And the full error is:

Preparing the encoder, the synthesizer and the vocoder...
Traceback (most recent call last):
  File "demo_cli.py", line 61, in <module>
    encoder.load_model(args.enc_model_fpath)
  File "C:\Users\Marc\Desktop\Real-Time-Voice-Cloning-master\Real-Time-Voice-Cloning-master\encoder\inference.py", line 34, in load_model
    _model.load_state_dict(checkpoint["model_state"])
  File "C:\Users\Marc\Anaconda3\lib\site-packages\torch\nn\modules\module.py", line 845, in load_state_dict
    self.__class__.__name__, "\n\t".join(error_msgs)))

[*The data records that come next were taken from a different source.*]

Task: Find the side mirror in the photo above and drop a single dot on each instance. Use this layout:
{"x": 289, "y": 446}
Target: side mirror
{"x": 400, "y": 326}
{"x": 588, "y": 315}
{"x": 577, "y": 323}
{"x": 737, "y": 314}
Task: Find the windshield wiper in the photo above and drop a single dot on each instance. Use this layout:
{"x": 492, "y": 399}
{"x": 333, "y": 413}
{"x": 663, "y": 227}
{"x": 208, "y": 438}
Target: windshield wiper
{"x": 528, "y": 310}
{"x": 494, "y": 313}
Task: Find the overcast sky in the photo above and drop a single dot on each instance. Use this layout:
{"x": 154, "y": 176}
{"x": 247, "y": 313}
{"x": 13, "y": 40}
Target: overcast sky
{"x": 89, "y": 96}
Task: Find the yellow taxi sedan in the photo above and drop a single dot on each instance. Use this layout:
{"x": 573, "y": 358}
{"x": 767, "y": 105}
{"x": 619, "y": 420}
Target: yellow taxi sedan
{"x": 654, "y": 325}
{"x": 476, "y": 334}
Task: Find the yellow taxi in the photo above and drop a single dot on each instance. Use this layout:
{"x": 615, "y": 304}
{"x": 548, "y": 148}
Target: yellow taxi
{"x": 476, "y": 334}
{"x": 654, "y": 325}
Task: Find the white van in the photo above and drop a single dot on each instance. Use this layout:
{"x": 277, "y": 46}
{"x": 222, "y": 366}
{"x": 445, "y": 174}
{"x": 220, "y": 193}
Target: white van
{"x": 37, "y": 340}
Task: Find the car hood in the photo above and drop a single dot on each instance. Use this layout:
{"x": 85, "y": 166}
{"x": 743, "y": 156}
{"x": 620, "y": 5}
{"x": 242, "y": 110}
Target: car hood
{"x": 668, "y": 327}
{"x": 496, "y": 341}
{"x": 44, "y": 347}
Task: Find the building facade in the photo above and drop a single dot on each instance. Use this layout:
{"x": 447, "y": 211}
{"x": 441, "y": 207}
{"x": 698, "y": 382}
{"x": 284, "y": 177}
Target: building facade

RuntimeError: Error(s) in loading state_dict for SpeakerEncoder:
        Missing key(s) in state_dict: "similarity_weight", "similarity_bias", "lstm.weight_ih_l0", "lstm.weight_hh_l0", "lstm.bias_ih_l0", "lstm.bias_hh_l0", "lstm.weight_ih_l1", "lstm.weight_hh_l1", "lstm.bias_ih_l1", "lstm.bias_hh_l1", "lstm.weight_ih_l2", "lstm.weight_hh_l2", "lstm.bias_ih_l2", "lstm.bias_hh_l2", "linear.weight", "linear.bias".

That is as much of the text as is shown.